You asked: information in AWS console about how much disk space is using on my S3 cloud?

I so to the Billing Dashboard and check the S3 usage in the current bill.

They give you the information - MTD - in Gb to 6 decimal points, IOW, to the Kb level.

It's broken down by region, but adding them up (assuming you use more than one region) is easy enough.

BTW: You may need specific IAM permissions to get to the Billing information.


C
Community

Mini John's answer totally worked for me! Awesome... had to add

--region eu-west-1 

from Europe though


Y
Yiannis Tsimalis

Well, you can do it also through an S3 client if you prefer a human friendly UI.

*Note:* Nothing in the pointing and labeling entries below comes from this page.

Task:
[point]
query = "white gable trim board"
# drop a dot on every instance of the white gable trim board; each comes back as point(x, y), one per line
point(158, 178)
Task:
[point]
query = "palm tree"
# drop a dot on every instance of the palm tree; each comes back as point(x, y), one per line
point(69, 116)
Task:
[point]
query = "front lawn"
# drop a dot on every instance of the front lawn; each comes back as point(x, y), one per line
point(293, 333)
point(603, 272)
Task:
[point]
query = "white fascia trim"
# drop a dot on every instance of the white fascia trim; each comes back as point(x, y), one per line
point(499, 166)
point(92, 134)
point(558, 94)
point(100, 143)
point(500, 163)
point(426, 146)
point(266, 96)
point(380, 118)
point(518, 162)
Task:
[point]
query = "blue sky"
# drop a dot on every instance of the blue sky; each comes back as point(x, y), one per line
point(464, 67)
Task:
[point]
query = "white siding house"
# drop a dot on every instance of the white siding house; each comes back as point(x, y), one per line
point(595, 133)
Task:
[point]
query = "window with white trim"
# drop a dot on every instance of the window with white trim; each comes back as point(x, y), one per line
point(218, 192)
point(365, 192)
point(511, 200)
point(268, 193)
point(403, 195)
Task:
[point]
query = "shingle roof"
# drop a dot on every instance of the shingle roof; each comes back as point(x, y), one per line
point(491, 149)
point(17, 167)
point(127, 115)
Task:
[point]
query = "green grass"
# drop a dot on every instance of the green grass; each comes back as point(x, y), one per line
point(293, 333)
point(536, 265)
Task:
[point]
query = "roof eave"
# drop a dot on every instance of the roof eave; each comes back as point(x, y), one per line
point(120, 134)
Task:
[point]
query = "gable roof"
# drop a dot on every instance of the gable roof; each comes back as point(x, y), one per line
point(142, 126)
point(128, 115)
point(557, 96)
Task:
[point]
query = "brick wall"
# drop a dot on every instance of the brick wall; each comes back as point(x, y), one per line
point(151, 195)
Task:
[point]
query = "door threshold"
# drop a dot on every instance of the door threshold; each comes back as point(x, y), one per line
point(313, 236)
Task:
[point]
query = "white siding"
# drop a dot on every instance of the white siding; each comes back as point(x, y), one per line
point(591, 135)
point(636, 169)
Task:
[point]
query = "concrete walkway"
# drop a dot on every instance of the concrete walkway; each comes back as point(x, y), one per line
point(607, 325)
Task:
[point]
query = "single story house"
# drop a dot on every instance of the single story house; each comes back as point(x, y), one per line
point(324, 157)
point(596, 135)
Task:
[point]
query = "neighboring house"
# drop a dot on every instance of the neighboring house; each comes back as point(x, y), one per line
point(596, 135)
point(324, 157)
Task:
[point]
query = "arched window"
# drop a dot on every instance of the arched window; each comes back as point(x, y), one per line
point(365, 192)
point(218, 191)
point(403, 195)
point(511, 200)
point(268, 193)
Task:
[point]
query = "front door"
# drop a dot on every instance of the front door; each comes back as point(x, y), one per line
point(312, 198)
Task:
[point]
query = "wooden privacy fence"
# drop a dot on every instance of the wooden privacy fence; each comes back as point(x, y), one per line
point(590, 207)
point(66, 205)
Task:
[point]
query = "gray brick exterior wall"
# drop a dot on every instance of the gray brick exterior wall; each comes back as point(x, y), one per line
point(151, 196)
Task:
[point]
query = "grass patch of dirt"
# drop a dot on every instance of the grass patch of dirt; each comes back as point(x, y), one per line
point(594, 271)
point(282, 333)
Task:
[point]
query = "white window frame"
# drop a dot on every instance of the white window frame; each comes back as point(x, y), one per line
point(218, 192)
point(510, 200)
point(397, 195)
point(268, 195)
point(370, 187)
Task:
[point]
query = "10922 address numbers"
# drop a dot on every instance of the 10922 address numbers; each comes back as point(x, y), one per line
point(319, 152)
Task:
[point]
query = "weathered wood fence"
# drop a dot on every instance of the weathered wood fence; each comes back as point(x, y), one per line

I use CrossFTP, which is free and cross-platform, and there you can right-click on the folder directory -> select "Properties..." -> click on "Calculate" button next to Size and voila.


m
maksion

s3admin is an opensource app (UI) that lets you browse buckets, calculate total size, show largest/smallest files. It's tailored for having a quick overview of your Buckets and their usage.


J
JamesKn

So I am going to add Storage Lens from AWS on here with the default dashboard.

https://docs.aws.amazon.com/AmazonS3/latest/userguide/storage-lens-optimize-storage.html?icmpid=docs_s3_hp_storage_lens_dashboards

It is really super useful for identify hidden cost of storage like "incomplete multipart uploads"

It really should probably be now the first port of call for answering this question before you now reach for the code.


j
jwadsack

I use Cloud Turtle to get the size of individual buckets. If the bucket size exceeds >100 Gb, then it would take some time to display the size. Cloud turtle is freeware.


Be careful with this software. It installs extra chrome extensions and seems to be rather spammy.